SOUTHERN Manchester venue, And the Dish Ran Away With the Spoon, apparently one of the top 50 tea rooms in the UK, is to launch a 'pop-up' summer café in Didsbury Park in partnership with local charity, Didsbury Good Neighbours (DGN).

Cafes are humanising elements in parks and will boost the visitor numbers to these vital elements of city life.

This starts on Friday 26th July continuing until the end of September. It will open from Thursday to Sunday.

And the Dish Ran Away With the Spoon In The Park (probably the country’s longest title for any food and drink venue) will  focus on cakes and bakes, but also a wider menu of changing specials including salads, platters, savoury tarts and seasonal soup. There will also be healthy snacks for kids, baby change facilities, picnic blankets and a range of milkshakes, iced coffees and organic drinks.

A share of all profits will return to the community to help its most vulnerable residents.

The pop-up will be located inside the park's pavilion and will host fun and creative community events for both the younger and older person.

The 'pop-up' café will promote the work of DGN who provide invaluable services to older people in the community. Indeed after a year of fundraising and renovation work DGN's elderly members have made the refurbished Didsbury Park Pavilion their new home. 
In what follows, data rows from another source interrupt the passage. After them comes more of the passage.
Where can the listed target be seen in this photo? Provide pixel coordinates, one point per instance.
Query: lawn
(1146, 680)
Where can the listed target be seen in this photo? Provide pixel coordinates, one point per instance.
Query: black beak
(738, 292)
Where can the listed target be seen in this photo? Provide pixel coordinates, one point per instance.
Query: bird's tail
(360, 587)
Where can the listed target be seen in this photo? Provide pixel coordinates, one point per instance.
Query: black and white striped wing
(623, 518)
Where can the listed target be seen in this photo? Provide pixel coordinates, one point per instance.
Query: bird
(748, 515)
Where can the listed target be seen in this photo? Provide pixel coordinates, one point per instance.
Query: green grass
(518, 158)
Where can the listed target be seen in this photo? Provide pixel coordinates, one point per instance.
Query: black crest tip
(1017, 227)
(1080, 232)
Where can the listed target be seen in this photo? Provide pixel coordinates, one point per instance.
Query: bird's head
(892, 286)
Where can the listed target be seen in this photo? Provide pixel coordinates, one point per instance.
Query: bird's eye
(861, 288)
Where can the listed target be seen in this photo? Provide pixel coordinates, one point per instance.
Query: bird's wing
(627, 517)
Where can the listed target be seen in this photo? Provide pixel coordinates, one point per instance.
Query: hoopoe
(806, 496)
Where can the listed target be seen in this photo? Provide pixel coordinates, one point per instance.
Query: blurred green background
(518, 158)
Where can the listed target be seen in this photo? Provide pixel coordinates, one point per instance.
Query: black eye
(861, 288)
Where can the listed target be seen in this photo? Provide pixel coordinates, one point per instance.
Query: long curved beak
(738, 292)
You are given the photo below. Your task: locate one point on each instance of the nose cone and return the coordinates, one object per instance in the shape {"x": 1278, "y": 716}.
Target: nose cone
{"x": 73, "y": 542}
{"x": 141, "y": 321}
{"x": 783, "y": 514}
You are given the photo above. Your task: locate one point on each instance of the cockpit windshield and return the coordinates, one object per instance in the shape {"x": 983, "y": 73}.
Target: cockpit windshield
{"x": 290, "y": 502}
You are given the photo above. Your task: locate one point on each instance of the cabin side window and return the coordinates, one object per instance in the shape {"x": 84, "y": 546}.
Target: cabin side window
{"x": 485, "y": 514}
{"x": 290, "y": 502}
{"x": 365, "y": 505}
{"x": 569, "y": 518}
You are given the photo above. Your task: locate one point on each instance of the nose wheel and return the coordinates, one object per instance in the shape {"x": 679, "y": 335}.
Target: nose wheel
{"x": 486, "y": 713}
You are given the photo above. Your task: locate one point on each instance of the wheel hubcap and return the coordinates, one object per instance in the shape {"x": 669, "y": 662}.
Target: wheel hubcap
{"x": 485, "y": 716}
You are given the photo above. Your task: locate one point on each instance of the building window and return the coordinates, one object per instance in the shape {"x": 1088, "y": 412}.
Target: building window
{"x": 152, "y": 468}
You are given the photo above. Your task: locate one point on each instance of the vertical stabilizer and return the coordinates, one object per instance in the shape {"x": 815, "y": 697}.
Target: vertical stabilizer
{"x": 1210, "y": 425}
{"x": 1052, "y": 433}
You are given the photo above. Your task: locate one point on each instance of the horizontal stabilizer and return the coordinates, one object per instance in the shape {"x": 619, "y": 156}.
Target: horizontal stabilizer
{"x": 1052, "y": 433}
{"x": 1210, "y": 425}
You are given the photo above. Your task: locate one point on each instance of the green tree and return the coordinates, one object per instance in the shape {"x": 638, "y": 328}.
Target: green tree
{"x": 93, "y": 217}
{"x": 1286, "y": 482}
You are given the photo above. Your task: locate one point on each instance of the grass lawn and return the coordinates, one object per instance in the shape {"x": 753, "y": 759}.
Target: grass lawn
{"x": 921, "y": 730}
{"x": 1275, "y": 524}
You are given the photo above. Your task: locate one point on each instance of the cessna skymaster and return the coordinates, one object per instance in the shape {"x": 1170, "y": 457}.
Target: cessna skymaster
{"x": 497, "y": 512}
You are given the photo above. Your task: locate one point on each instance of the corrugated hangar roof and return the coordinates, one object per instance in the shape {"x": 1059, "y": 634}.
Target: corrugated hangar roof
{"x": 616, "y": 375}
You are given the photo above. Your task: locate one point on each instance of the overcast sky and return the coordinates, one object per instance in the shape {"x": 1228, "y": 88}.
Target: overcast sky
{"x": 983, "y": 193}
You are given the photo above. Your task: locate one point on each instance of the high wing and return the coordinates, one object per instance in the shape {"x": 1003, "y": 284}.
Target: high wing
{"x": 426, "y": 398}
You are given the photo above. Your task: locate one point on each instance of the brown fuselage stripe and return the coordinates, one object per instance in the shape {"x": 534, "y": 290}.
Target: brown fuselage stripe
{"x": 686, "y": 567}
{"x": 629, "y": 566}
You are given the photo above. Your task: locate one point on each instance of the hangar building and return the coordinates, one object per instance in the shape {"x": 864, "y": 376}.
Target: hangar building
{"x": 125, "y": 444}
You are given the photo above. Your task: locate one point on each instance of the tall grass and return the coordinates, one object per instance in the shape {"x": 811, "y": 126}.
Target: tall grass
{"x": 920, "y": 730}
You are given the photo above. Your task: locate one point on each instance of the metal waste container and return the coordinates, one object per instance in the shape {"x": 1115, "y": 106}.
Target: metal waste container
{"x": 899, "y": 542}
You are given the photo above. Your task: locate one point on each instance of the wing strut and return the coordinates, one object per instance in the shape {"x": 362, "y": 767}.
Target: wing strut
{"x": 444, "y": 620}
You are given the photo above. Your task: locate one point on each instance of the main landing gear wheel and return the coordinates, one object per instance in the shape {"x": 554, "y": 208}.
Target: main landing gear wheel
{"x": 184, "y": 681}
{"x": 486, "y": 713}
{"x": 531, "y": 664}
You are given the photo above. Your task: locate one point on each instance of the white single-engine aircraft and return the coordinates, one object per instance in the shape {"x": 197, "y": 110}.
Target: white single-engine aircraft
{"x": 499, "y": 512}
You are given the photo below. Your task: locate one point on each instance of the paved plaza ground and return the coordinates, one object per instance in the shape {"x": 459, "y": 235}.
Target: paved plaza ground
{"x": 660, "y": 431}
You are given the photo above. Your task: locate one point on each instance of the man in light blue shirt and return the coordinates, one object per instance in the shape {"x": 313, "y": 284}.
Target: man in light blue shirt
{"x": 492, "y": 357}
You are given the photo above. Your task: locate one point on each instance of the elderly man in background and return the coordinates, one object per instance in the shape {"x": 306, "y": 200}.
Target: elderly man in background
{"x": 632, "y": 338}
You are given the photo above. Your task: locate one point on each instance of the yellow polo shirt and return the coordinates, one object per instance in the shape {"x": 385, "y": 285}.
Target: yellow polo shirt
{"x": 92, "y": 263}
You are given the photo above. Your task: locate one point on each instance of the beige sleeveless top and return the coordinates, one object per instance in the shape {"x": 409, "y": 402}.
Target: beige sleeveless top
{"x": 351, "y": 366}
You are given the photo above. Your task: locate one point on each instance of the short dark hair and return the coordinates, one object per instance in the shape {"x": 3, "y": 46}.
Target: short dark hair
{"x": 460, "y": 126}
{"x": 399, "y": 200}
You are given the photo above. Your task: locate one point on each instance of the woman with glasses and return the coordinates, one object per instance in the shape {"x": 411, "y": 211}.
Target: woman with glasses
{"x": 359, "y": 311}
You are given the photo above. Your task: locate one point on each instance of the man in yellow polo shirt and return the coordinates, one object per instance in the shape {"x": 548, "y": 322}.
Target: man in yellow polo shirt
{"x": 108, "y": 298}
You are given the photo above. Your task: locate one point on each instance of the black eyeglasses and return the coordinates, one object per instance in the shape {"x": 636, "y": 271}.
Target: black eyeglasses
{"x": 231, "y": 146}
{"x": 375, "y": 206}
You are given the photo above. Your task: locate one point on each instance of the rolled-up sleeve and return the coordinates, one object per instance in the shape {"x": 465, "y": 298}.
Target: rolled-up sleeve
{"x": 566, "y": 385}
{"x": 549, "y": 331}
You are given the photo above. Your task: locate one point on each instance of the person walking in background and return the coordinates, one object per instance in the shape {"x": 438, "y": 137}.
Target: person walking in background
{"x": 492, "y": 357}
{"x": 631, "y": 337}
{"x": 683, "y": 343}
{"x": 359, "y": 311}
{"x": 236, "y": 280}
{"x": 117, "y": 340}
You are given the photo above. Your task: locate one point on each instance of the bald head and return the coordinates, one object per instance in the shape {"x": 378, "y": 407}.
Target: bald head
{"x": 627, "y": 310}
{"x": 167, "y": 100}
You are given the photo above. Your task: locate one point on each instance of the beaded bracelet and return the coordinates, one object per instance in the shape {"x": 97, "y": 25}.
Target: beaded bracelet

The partnership with And The Dish Ran Away with the Spoon also gives DGN the opportunity to try out new activities, raise funds and encourage new volunteers to join us in our work with the elderly

The original And The Dish Ran Away With The Spoon tea-room is based at 230 Burton Road, West Didsbury, M20 2LW. It’s summer sibling will be in the Holt Pavilion, Didsbury Park (off Gillbrook Road), Didsbury, M20 5LS.

Confidential thinks this is a welcome move and echoes the opening of a Caffeine & Co’s operation in Longford Park, Stretford.

Cafes are humanising elements in parks and will boost the visitor numbers to these vital elements of city life.

A happy result would be more and more of these places in Manchester parks, adding to their amenity and their safety through frequent use and delivering a place for kids to buy drinks after shinning up trees, or playing tennis.